Perché parlare di Toro è sempre bello...

“Il fatto di sentire il bene dei tifosi è una soddisfazione enorme. Stare in mezzo a loro è bello perché si chiacchiera in modo sincero. Non ci sono bugie, si raccontano le cose come sono avvenute. Tanti mi ricordano cose meravigliose che ho fatto e che non ricordo; anche questo mi fa tanto piacere. Ecco, quando sto con la gente granata torno a casa soddisfatto e penso che la cosa sia reciproca”.

Paolo Pulici a TN: “Per me il derby era una partita normale. Ma Cuccureddu…”- immagine 2

 È vero che il derby è una partita speciale?

“Per noi il derby era una partita normale. Nel senso che ogni gara aveva il suo valore, si giocava per vincere e non c’erano alternative. Vincere il derby e perdere le altre non ti porta nessun beneficio”.

Ma la Juventus ha sempre temuto Pulici. Lei le ha segnato ben nove reti. C’è una rete alla quale è particolarmente affezionato?

“Ogni rete ha la sua storia. Per un giocatore di calcio ogni gol ha la sua importanza e il suo peso. Ho sempre faticato a fare una classifica dei miei gol. Segnare era bello, soprattutto se i gol servivano per vincere; non importava punire la Juventus, il Bologna o il Genoa”.

Quanto la rende felice essere ancora oggi un punto di riferimento, un eroe per un intero popolo come quello del Toro?

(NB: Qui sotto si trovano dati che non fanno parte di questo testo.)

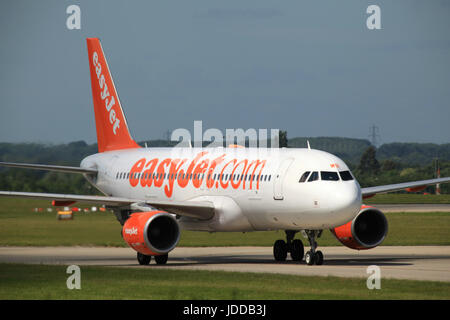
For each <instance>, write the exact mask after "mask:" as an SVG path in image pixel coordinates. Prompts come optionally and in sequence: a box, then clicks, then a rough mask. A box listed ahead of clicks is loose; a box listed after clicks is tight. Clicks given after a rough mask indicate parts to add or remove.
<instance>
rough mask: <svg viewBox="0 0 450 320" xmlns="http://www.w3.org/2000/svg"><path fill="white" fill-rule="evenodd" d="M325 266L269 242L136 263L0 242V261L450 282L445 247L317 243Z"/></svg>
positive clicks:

“Mi fa pensare una sola cosa: in quegli anni il lavoro che ho svolto, l’ho fatto nel miglior modo possibile. Questa è la soddisfazione più grande”.

Che risposta si è dato rispetto allo score del Torino nei derby? Ne ha vinto uno degli ultimi trentaquattro, non vince da sedici match consecutivamente.

“Si tratta soltanto di una questione di campo. Diffidate da chi dice che è una questione psicologica. La Juventus si è dimostrata superiore, ma nello stesso tempo il Torino non è stato all’altezza della situazione”.

Cosa aspettarsi sabato?

“Fatico a guardare le partite oggi giorno. Non ho troppi elementi per giudicare come stanno giocando le due squadre e su come stanno gli interpreti. Dunque, preferisco non sbilanciarmi su un possibile andamento della gara”.

Filadelfia, Pulici

Sarà il terzo derby di Ivan Juric: le sta piacendo l’operato del croato?

“Mi fa una domanda preziosa che mi permette di fare una precisazione che sento poco in giro. Alla domenica scendono in campo i giocatori, gli allenatori siedono in panchina. Sono i calciatori che decidono se vincere o perdere la partita, non l’allenatore. Se scendi in campo moscio, perdi. Come dicevano una volta, sono i giocatori che giocano e non gli allenatori”.

Il Torino in estate ha cambiato tanto: può essere un male?

“Per me non necessariamente, anche perché oggi basta che fai due belle partite e vieni definito fenomeno. Una volta per affermarti avevi bisogno di quattro o cinque campionati, adesso in un attimo sei esaltato dai media. Questa politica produce i risultati che sono sotto gli occhi di tutti”.

A Paolo Pulici è stato accostato per molto tempo Andrea Belotti. Come ha vissuto la separazione dal Gallo?

“Secondo me, lascia il tempo che trova dire che un giocatore ha dato tanto alla causa di un club. Ognuno ha la sua idea. Penso che i paragoni non bisogna mai farli. Belotti ha fatto molto bene un anno, poi cosa ha fatto? Ce lo domandiamo tutti”.

Forse queste cose sono anche figlie del calcio moderno. Dal punto di vista del gioco quanto è cambiato?

“Quello che si dovrebbe imparare oggi è un’antica lezione che mi hanno insegnato i vari Fabbri, Rocco, Giagnoni e Radice: per vincere le partite bisogna tirare in porta. La gente paga il biglietto per vedere i gol, non il possesso palla. Una volta il possesso palla era chiamato melina, ovvero perdita di tempo. Adesso in una partita fatichi alle volte a vedere un tiro verso la porta. Anche contro l’Empoli è accaduto. In mezz’ora nel secondo tempo ho faticato a osservare una conclusione granata. Noi forse tiravamo troppo ma perlomeno si ottenevano i risultati”.